O amor pelo cinema, afinidade que Moselle e os rapazes descobriram haver entre eles, permitiu que estabelecessem um vínculo inédito e, pouco a pouco, os irmãos venceram sua timidez e começaram a se abrir. Mas por muito tempo relutaram em falar sobre a relação que tinham com os pais.
Moselle não inclui essas informações em Os irmãos lobo, dando a falsa impressão ao espectador de que é adepta do preceito ortodoxo do cinema direto – observar sem interferir –. É esse equívoco que levou o filme a ser comparado, nos Estados Unidos, a Grey Gardens(1976), dos irmãos Maysles.
A relevância do que precede a gravação e acontece fora de campo, assim como da interação entre os irmãos e a diretora, fica clara, porém, nas entrevistas de Moselle, nas quais ela é levada sistematicamente a esclarecer como e por que entrou em contato com os irmãos, qual a relação estabelecida entre ela e eles, quanto tempo duraram as gravações etc. É natural que isso ocorra, pois o processo faz parte das circunstâncias da gravação, é parte essencial da feitura do documentário e tem tanto interesse quanto a bizarra constelação familiar que o filme revela.
Parecendo presa a um dogma obsoleto, Moselle deixa apenas entrever a forte interação havida entre ela, na posição de observadora, e os irmãos, no papel de observados. Nas breves e esporádicas gravações de conversas, feitas após dois anos de convívio com a família, é possível intuir, através do olhar e da entonação da voz, a intimidade que eles passaram a ter.
Também não é dado ao espectador a possibilidade de saber que algumas cenas foram gravadas pelos próprios irmãos, como por exemplo o telefonema que a mãe deles dá para a mãe dela. Eles gravaram e deram para Moselle como um “pequeno presente”, ela conta.

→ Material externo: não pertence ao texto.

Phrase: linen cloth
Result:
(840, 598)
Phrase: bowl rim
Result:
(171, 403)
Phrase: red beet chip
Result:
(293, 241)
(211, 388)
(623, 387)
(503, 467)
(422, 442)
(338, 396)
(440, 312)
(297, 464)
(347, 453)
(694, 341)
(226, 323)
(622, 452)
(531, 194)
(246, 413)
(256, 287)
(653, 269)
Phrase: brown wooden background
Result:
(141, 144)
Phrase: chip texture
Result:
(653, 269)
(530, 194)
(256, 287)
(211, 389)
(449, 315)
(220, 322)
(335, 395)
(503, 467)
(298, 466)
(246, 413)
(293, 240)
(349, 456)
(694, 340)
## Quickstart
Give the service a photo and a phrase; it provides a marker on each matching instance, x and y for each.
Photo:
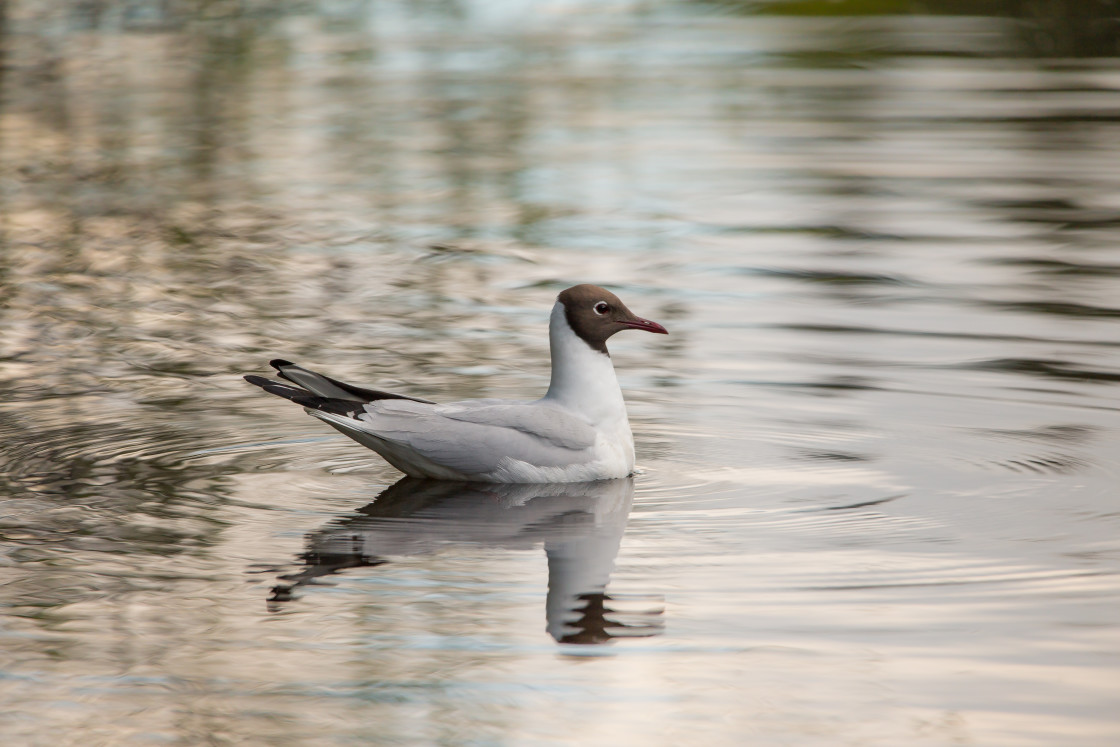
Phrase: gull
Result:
(577, 432)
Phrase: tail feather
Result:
(332, 388)
(334, 405)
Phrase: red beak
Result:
(637, 323)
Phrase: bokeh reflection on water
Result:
(878, 489)
(580, 525)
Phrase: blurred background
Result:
(877, 501)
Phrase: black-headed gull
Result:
(578, 431)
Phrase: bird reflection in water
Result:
(580, 525)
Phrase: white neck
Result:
(582, 379)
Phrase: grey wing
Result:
(475, 438)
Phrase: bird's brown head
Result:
(595, 314)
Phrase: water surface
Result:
(877, 501)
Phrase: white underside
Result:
(591, 441)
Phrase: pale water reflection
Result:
(579, 524)
(878, 501)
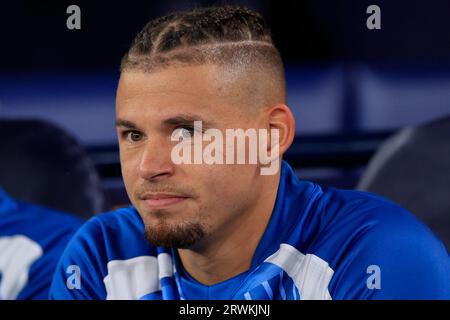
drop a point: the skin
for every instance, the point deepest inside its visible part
(230, 204)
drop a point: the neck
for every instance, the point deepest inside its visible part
(229, 252)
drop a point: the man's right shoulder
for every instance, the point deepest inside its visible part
(98, 244)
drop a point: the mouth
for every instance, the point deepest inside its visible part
(153, 201)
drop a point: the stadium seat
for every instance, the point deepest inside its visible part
(412, 168)
(44, 165)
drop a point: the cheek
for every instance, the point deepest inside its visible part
(225, 183)
(129, 163)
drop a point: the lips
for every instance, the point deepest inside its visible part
(161, 200)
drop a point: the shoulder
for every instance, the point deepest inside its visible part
(104, 246)
(362, 234)
(115, 235)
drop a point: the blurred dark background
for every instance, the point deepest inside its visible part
(350, 87)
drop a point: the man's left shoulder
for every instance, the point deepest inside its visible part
(366, 235)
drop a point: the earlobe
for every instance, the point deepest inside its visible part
(282, 120)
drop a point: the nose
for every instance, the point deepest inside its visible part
(155, 163)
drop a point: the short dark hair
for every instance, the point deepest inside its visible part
(216, 35)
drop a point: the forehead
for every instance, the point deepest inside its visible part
(181, 85)
(204, 89)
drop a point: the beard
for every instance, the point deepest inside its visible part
(174, 235)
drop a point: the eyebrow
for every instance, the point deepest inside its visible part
(179, 120)
(186, 119)
(125, 123)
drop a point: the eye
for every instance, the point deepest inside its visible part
(133, 136)
(186, 133)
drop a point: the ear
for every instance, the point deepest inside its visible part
(280, 117)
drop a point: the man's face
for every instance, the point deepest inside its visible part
(182, 204)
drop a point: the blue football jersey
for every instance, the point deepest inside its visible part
(320, 243)
(32, 239)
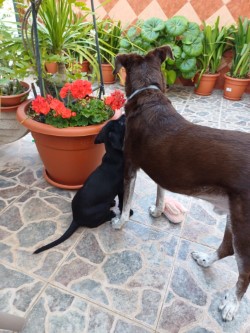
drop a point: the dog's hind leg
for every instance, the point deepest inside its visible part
(240, 216)
(129, 185)
(157, 209)
(224, 250)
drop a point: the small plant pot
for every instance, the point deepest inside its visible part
(13, 100)
(107, 74)
(122, 75)
(85, 67)
(10, 129)
(51, 67)
(234, 88)
(206, 84)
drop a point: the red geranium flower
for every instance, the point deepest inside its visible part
(76, 103)
(65, 90)
(40, 105)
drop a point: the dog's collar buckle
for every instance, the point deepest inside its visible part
(142, 89)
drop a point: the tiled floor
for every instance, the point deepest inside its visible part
(141, 279)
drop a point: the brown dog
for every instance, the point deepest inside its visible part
(182, 157)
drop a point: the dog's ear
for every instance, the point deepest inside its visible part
(100, 138)
(163, 52)
(120, 61)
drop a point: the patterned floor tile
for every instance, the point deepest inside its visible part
(57, 311)
(142, 258)
(18, 291)
(203, 225)
(198, 290)
(34, 219)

Na entrevista ao site The Dissolve, Moselle revela sua face distante do cinema direto, mas que, em prejuízo do filme, não deixa vir à tona em Os irmãos lobo. “Creio”, responde Moselle, “que a presença do documentarista sempre afeta seus assuntos de uma maneira ou outra. Acho que nesta situação particular era inevitável por que eu era a primeira amiga deles. Então havia muitas perguntas que eles faziam toda hora, sobre as quais conversávamos. No início, era mesmo apenas uma dinâmica. Quando entrei na história, eu não sabia qual era a história pregressa. Eu pensava assim: ‘Estes são uns garotos muito legais que estão interessados em cinema, e eu vou mostrar umas câmeras para eles’. No começo era uma amizade, e acabou se tornando uma relação entre documentarista e personagens. Sim, com certeza. Tenho certeza que minha presença influiu na vida deles.” Faz falta a Os irmãos lobo, a presença dessa “dinâmica”, dessa “amizade”, da relação entre “documentarista e personagens”.
A intuição de Moselle em ir ao encontro daqueles 6 irmãos que passaram correndo por ela na rua foi realmente notável. Verdadeira mulher com a câmera, começou a gravar e foi tendo aos poucos, enquanto gravava, a revelação de um caso extremo de pedagogia repressiva exercida durante anos.
Os irmãos lobo foge do padrão usual do documentário americano e merece ser visto.